How to make DataLoader use batched indexing?

StrausMG · April 26, 2020, 11:50am

Hi! I read this section several times and tried to google my question, still cannot figure it out.

My dataset is a tensor that fits in memory, so using batched indexing is much more efficient than indexing items one by one and collating them. Below, I provide two solutions I came up with, but is there a better way?

Option A

In this case I don’t fully utilize worker_count and pin_memory. I didn’t measure if this is important in my case, but anyway:

class IndicesDataset(Dataset):
    def __init__(self, size):
        self.size = size

    def __len__(self):
        return self.size

    def __getitem__(self, index):
        return index


for batch_idx in DataLoader(IndicesDataset(size), *args, **kwargs):
    x, y = X[batch_idx], Y[batch_idx]

Option B

Make a dataset with __getitem__ that is aware of batches. Then:

dataloader = DataLoader(dataset, batch_size=None, sampler=BatchSampler(...))
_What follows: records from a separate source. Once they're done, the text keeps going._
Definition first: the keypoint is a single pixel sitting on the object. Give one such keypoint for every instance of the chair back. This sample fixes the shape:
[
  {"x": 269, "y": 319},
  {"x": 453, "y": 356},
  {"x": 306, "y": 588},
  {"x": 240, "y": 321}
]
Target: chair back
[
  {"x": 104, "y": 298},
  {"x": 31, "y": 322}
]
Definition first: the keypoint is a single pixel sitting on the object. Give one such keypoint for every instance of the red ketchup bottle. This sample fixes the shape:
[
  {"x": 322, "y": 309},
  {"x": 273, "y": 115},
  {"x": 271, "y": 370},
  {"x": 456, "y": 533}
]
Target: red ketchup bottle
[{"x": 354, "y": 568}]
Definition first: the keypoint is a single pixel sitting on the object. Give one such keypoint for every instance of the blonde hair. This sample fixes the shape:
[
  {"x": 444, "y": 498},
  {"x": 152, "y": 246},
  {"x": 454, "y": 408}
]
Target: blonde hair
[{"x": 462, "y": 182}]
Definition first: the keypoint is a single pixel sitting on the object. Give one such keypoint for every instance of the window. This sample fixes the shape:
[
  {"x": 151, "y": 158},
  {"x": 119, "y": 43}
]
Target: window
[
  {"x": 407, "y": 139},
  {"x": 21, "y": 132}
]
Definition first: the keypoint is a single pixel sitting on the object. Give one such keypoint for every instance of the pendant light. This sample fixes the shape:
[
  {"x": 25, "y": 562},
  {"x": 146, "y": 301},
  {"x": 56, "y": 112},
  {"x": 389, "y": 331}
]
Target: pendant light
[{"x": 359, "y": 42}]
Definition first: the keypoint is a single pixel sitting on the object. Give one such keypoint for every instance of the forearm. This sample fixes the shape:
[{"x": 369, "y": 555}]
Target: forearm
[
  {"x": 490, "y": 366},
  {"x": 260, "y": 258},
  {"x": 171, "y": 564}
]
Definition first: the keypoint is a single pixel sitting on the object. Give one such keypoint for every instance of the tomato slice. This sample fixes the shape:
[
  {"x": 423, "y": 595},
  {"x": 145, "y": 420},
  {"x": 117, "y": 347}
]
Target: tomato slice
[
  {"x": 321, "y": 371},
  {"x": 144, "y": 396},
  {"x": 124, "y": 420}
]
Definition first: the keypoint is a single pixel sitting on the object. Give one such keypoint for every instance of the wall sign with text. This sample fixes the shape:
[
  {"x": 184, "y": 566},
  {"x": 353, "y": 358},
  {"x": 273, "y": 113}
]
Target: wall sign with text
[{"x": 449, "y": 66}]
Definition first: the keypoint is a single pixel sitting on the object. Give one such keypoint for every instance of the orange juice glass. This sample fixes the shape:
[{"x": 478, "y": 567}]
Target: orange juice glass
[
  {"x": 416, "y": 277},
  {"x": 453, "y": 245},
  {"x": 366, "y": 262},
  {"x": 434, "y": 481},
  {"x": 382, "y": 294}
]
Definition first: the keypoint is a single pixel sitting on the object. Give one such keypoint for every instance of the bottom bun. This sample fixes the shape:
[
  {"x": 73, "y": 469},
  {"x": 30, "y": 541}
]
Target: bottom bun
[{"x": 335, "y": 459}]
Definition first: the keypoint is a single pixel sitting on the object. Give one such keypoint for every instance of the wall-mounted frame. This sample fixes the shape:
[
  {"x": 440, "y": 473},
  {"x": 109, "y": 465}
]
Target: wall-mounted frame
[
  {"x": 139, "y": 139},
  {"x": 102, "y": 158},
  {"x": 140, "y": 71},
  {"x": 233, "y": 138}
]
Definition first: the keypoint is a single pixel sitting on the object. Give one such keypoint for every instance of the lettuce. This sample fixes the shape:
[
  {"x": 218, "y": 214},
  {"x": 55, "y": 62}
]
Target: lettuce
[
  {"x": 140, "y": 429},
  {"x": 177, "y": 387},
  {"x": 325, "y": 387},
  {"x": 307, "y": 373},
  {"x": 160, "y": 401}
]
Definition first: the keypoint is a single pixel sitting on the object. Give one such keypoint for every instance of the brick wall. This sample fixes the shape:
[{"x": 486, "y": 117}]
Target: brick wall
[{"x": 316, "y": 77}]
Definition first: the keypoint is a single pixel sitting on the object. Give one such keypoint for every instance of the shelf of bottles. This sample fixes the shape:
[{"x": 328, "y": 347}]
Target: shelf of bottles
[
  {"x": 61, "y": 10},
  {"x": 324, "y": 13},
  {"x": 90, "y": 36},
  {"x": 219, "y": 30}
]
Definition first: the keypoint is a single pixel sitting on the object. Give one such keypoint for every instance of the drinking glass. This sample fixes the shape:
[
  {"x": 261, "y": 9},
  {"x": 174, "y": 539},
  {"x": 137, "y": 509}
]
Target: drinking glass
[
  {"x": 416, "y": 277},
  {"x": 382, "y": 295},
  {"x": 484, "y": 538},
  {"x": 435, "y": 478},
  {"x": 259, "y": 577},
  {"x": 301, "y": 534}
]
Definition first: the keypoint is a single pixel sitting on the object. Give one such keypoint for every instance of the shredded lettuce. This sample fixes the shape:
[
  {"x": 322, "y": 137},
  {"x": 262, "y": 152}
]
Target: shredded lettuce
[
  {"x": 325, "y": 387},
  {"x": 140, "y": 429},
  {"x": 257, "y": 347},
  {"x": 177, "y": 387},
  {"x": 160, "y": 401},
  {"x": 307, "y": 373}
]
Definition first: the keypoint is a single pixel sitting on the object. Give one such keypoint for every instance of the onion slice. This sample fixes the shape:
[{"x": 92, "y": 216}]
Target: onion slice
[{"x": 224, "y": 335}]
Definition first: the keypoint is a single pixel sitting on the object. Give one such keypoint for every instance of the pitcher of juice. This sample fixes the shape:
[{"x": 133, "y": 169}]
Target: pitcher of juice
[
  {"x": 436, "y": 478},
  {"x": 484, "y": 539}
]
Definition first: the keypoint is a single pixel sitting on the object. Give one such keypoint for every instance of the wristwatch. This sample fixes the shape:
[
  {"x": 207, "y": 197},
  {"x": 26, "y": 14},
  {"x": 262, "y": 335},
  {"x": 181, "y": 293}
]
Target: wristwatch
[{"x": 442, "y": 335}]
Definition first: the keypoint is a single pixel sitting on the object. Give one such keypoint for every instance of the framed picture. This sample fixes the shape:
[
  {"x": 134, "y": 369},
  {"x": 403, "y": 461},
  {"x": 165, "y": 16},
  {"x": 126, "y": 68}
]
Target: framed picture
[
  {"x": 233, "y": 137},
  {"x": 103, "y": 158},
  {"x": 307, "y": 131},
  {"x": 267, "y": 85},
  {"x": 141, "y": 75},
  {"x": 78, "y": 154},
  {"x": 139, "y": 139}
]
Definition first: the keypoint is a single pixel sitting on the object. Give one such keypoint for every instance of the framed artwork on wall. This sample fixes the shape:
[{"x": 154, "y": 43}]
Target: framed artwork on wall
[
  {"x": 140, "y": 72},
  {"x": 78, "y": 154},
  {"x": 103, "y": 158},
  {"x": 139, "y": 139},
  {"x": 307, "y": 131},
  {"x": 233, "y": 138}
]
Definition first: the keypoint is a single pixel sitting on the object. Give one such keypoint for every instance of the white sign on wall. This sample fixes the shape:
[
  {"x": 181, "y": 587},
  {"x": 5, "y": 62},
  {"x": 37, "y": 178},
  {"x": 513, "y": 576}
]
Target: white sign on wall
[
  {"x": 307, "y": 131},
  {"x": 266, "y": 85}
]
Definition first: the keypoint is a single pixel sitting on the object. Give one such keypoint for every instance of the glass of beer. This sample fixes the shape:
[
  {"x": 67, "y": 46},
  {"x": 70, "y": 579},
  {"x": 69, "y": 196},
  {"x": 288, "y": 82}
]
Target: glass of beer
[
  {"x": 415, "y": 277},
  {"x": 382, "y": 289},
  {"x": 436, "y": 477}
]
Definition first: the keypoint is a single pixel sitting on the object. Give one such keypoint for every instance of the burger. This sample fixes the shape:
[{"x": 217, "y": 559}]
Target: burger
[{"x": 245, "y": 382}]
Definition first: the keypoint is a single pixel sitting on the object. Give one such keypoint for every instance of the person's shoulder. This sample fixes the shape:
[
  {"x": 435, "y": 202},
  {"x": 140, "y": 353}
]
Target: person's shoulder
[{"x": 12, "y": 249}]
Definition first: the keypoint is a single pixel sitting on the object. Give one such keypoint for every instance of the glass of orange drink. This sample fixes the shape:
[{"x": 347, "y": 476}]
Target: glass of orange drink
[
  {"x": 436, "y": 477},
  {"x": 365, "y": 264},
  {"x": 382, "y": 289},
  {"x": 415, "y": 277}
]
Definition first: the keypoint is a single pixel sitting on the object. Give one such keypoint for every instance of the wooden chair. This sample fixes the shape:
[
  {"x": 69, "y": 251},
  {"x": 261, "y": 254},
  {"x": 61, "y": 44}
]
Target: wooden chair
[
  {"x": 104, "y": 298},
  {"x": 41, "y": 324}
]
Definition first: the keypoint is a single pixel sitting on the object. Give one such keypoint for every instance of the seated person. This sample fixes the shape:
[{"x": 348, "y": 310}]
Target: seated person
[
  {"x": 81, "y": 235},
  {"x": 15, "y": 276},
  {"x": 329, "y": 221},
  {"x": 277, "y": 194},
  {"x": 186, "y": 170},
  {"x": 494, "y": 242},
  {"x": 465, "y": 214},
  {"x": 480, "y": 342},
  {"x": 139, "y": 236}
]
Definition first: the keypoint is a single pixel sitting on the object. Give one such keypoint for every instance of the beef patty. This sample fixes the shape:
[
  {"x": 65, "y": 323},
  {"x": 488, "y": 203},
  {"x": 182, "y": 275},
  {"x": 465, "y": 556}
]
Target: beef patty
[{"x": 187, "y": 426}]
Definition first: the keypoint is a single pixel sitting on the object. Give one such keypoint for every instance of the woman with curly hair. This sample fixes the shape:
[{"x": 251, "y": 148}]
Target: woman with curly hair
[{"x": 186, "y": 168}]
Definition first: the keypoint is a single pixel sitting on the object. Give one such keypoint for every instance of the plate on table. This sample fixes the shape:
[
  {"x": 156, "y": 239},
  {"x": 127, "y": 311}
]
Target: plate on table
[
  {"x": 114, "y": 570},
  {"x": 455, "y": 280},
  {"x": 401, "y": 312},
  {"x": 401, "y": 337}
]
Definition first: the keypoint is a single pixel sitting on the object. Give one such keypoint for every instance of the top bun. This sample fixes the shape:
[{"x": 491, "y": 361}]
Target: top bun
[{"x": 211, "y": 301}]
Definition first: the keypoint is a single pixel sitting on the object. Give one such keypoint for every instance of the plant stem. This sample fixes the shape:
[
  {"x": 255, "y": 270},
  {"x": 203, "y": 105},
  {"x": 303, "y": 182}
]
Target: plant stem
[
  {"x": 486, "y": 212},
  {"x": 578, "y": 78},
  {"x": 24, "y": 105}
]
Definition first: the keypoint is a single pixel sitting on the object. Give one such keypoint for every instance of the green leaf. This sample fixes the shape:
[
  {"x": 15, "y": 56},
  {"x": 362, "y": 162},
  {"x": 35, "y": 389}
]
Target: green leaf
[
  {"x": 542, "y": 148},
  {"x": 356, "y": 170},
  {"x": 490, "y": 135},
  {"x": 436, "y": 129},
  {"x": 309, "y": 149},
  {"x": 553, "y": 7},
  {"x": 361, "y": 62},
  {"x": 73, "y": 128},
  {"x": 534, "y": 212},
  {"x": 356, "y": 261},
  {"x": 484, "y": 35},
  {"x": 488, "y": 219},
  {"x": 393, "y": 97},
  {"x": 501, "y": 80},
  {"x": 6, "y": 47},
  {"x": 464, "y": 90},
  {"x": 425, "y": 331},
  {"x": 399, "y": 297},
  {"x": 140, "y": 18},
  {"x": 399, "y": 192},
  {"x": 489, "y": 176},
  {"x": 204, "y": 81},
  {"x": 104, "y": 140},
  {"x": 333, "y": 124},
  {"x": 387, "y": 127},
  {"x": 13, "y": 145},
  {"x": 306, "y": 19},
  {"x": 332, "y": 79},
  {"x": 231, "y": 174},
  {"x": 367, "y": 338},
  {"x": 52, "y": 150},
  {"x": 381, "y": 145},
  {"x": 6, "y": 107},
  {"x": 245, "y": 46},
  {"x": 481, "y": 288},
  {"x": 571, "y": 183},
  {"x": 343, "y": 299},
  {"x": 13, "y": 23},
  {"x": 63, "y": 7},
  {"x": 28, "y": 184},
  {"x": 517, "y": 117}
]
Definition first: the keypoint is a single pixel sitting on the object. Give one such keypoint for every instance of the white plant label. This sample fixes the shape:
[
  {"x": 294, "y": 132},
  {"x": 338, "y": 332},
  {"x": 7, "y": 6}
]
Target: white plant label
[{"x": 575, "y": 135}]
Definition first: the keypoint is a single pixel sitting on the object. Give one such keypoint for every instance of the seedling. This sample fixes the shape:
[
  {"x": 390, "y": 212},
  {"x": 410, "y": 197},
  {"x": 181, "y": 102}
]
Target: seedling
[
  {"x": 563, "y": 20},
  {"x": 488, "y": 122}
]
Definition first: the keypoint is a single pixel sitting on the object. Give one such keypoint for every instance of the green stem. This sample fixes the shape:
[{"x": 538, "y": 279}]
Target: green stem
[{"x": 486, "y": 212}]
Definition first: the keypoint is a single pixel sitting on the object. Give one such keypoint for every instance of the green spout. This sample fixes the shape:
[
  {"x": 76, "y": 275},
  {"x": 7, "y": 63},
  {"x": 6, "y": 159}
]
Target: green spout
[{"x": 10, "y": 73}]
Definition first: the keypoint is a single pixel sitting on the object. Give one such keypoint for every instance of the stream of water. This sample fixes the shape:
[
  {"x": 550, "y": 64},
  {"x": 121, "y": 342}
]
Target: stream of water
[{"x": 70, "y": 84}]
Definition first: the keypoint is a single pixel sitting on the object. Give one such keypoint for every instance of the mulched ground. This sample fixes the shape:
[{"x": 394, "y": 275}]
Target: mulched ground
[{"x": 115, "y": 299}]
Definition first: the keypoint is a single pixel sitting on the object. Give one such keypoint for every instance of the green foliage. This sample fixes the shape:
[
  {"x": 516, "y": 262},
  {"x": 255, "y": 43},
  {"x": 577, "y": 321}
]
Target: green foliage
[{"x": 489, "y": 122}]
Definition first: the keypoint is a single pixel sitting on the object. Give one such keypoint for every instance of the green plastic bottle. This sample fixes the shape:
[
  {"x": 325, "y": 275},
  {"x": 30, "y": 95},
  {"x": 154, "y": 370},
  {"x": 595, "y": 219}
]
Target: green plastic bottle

where BatchSampler yields lists of indices (which directly contradicts to the meaning of the sampler argument, I know).

ptrblck · April 27, 2020, 1:45am

Both approaches would most likely work, although I think you could remove the DataLoader from the first approach and add shuffling manually, if wanted.

If you have already loaded the data into the RAM, you could directly get the samples via indexing or gather.